Then I got my orders to be shipped off to “a far away place” called Vietnam. Neither of us knew much about this place except for what we heard on the news. The war (what war?) was escalating and they needed some young men to help defeat the “Communist Scourge.” I eagerly and proudly went. My Mom hesitantly but quietly watched me board the plane.
I was not her only son…I was just the one going off to war. She was still young.
The year past quickly. I wrote to her as often as possible, hoping she would not worry about me. I wrote to her about the humorous things…the lighthearted stories of the young men and women I was proud to serve with. Oh, what stories I could tell. I will not get into the “real stories” for they are not pleasant to write nor think about.
When I got my orders to return to “The World,” my first thoughts were of my Mom. I was eager to see her so she would know that her Marine Son was OK. I met a fine gentlemen on the plane who drove me to the factory where my parents worked. I arrived just before quitting time and found my Dad as he was punching out to go home. That was the only time I remember him hugging me. He introduced me to all of his coworkers as his Marine Son.

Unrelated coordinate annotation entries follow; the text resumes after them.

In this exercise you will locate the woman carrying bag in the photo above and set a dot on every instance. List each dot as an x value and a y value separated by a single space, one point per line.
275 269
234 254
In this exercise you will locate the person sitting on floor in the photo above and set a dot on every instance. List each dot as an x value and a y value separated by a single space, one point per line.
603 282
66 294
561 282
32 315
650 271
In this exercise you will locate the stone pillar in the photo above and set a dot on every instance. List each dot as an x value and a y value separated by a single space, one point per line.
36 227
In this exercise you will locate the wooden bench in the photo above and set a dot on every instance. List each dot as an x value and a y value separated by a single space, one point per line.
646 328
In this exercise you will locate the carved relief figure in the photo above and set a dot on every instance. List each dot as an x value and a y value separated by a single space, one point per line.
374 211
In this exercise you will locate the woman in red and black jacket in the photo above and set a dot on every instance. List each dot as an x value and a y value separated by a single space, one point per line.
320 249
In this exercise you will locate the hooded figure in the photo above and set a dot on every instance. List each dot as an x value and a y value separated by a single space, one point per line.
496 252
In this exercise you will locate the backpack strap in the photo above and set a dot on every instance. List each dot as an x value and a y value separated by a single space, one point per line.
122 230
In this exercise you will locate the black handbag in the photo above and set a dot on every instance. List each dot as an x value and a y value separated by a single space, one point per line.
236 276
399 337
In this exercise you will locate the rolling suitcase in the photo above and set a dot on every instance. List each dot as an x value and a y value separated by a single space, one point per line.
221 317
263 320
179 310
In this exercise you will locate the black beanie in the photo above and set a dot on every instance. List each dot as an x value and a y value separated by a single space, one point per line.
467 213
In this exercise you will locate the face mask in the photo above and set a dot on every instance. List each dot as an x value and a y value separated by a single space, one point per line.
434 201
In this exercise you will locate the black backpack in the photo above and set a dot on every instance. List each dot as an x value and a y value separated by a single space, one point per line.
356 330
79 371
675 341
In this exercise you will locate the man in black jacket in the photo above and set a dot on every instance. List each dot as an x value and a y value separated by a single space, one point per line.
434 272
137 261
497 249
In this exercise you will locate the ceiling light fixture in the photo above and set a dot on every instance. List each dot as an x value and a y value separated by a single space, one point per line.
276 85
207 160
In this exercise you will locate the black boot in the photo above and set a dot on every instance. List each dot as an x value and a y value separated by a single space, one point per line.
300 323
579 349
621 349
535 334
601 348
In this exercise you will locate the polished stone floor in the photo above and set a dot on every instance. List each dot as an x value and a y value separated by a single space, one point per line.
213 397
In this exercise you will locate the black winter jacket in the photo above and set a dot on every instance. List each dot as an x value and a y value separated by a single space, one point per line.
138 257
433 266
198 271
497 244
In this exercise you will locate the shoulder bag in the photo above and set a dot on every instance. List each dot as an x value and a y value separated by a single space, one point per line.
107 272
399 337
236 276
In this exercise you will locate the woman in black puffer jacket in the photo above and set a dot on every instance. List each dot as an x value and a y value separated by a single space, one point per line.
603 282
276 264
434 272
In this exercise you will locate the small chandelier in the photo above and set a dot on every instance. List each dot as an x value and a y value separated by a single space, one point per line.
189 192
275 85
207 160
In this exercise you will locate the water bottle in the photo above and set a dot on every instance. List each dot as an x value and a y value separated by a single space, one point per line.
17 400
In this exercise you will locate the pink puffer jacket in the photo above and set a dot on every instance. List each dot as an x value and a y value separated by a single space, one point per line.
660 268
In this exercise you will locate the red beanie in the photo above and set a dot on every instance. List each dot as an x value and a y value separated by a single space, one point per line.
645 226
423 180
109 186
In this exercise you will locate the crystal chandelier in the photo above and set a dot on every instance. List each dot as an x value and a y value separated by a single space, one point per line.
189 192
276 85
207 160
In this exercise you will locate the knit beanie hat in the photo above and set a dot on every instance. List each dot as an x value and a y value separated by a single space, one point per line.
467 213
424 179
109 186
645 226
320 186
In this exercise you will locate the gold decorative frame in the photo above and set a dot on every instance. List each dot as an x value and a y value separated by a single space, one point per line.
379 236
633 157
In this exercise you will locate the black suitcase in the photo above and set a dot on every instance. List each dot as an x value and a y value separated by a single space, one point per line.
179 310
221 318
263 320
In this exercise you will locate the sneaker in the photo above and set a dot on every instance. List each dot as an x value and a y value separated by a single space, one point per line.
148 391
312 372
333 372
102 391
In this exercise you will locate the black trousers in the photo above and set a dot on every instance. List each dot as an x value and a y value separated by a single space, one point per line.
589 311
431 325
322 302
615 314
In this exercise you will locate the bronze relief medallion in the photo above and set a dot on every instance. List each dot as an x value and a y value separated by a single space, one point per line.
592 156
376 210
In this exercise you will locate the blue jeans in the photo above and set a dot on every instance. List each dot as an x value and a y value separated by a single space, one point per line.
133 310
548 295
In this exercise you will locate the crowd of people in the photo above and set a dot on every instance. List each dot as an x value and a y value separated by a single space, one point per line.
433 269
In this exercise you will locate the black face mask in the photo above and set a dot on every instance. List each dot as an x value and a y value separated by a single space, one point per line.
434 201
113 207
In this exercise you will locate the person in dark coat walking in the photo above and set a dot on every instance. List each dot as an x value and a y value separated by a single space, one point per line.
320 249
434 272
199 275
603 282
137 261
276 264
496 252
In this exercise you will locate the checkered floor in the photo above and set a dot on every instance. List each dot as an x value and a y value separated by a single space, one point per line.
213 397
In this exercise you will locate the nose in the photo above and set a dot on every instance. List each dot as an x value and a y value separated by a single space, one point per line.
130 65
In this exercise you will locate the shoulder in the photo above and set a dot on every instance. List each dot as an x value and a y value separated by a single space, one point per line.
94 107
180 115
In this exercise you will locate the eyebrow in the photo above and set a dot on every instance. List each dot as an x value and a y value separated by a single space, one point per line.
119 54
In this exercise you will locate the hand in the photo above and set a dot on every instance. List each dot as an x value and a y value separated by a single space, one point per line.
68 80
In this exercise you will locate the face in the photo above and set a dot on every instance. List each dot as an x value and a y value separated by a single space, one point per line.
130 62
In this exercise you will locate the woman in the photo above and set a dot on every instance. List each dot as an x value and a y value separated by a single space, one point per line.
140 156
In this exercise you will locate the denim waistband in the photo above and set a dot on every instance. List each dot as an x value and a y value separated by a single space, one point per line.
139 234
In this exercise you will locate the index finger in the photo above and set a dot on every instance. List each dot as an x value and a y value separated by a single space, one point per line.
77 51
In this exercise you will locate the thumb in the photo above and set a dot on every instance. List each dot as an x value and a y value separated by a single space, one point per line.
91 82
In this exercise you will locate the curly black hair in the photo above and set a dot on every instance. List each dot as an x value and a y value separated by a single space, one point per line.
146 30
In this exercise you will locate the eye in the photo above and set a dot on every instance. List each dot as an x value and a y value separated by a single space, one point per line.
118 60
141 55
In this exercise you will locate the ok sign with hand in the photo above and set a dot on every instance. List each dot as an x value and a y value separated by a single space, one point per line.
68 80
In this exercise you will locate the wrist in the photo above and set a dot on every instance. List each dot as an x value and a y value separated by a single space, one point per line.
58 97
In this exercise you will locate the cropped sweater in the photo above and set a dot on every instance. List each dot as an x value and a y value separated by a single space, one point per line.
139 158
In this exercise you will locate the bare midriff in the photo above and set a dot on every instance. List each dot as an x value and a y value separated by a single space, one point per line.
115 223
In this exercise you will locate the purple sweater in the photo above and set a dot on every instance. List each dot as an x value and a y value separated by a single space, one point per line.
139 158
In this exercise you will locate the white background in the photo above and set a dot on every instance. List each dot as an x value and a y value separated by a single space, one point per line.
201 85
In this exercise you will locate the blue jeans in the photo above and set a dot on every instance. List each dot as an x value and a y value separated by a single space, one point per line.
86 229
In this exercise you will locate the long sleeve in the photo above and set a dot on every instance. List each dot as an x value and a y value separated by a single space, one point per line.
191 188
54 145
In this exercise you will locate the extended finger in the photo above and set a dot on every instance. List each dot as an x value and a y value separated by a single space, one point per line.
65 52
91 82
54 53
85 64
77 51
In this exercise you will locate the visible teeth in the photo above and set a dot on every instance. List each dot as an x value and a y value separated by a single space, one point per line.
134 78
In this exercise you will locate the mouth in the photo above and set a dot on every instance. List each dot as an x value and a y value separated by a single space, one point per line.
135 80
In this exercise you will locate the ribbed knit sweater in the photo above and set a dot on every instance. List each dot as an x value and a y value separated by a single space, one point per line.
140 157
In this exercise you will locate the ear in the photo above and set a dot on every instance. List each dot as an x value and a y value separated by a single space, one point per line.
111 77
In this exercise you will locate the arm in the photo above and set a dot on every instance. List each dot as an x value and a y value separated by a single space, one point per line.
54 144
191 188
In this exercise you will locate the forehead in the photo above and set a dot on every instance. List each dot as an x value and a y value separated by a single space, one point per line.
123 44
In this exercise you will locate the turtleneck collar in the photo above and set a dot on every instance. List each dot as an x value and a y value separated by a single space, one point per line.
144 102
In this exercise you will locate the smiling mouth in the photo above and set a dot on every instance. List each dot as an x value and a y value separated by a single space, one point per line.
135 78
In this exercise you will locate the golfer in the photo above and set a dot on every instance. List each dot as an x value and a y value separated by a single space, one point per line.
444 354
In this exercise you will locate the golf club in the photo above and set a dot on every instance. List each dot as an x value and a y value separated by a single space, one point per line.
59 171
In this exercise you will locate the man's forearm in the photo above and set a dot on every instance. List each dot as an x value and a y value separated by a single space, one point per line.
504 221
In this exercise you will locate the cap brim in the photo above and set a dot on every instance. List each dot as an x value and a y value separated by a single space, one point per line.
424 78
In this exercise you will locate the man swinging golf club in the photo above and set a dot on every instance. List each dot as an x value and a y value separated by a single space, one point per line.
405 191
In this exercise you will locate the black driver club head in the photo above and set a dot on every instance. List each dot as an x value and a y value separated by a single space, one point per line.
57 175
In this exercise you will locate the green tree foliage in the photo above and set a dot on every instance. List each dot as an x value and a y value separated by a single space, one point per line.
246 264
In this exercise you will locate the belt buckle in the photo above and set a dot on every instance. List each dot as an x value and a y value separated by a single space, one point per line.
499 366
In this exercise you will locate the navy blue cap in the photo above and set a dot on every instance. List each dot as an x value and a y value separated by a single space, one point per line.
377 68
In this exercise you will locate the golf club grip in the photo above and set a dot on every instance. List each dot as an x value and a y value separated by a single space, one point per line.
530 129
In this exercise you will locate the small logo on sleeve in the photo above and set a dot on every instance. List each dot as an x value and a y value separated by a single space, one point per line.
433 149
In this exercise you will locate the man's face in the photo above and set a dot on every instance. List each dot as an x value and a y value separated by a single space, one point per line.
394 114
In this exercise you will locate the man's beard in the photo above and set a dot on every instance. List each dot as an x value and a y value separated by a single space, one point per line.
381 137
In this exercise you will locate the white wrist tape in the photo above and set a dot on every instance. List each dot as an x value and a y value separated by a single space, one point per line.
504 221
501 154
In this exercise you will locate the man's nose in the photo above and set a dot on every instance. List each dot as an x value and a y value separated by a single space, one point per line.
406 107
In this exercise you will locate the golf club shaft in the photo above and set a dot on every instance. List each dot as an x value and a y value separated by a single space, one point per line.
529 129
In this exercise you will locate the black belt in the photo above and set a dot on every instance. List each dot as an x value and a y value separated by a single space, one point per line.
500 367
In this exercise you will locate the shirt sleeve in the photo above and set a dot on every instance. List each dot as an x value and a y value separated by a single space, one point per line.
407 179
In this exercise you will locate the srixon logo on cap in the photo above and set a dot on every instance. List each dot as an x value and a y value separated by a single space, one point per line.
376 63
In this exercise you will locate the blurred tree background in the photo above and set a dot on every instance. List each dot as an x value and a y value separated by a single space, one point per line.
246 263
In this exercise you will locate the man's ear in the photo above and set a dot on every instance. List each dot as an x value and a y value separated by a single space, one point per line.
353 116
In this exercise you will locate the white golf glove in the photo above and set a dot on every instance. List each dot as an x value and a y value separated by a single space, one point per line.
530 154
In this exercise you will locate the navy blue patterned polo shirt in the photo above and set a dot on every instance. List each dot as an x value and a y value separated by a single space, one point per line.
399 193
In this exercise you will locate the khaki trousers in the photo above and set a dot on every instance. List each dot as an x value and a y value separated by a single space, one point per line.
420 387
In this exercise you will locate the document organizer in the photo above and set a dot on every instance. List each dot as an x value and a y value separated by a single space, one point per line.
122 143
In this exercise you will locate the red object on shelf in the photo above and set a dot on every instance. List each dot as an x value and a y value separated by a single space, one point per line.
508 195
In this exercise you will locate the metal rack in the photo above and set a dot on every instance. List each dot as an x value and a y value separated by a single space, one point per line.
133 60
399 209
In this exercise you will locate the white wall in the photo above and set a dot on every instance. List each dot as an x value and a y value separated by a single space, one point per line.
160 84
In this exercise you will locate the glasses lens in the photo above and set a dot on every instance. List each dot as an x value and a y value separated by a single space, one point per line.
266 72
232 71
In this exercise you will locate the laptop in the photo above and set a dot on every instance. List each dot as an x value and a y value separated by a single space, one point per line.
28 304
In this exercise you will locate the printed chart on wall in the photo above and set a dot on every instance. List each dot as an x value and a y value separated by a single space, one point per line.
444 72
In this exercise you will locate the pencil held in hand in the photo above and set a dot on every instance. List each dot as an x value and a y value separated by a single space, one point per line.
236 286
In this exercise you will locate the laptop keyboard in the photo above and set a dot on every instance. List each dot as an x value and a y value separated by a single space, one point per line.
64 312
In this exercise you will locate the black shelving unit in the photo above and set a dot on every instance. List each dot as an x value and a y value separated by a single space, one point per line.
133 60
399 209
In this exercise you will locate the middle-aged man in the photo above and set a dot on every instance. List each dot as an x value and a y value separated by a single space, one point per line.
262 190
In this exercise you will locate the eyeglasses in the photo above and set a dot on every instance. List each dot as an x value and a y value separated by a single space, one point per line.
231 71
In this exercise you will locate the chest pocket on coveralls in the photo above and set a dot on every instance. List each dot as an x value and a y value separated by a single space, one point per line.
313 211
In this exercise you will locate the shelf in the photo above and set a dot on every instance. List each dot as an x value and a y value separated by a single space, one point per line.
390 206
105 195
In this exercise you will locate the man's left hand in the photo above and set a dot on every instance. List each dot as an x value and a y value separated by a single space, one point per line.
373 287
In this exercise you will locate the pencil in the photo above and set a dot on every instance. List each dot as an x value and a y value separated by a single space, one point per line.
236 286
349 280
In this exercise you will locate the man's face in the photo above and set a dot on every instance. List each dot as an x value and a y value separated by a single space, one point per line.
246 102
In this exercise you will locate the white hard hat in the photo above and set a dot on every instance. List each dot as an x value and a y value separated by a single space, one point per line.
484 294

He must have been a proud Marine Dad.
We walked out to the car where my Mom was waiting…unaware that I was there. I opened the passenger door and said “Move over lady.” She instantly had me in a bear hug repeating, “My son, my son,” and crying “The Cry of Relief” of a Marine Mother. That’s when I noticed something was different.
She had aged. In the year I had been away, she had gained “worry wrinkles” and gray hair. She was no longer young. She had watched every newscast and read every paper hoping (on one hand) to see her son’s face and fearing (on the other) that she might.
The wondering, the worrying, the sleepless nights, and the war had taken her youth. She was now old, but still a proud Marine Mom…A Marine Mom with amazing inner strength.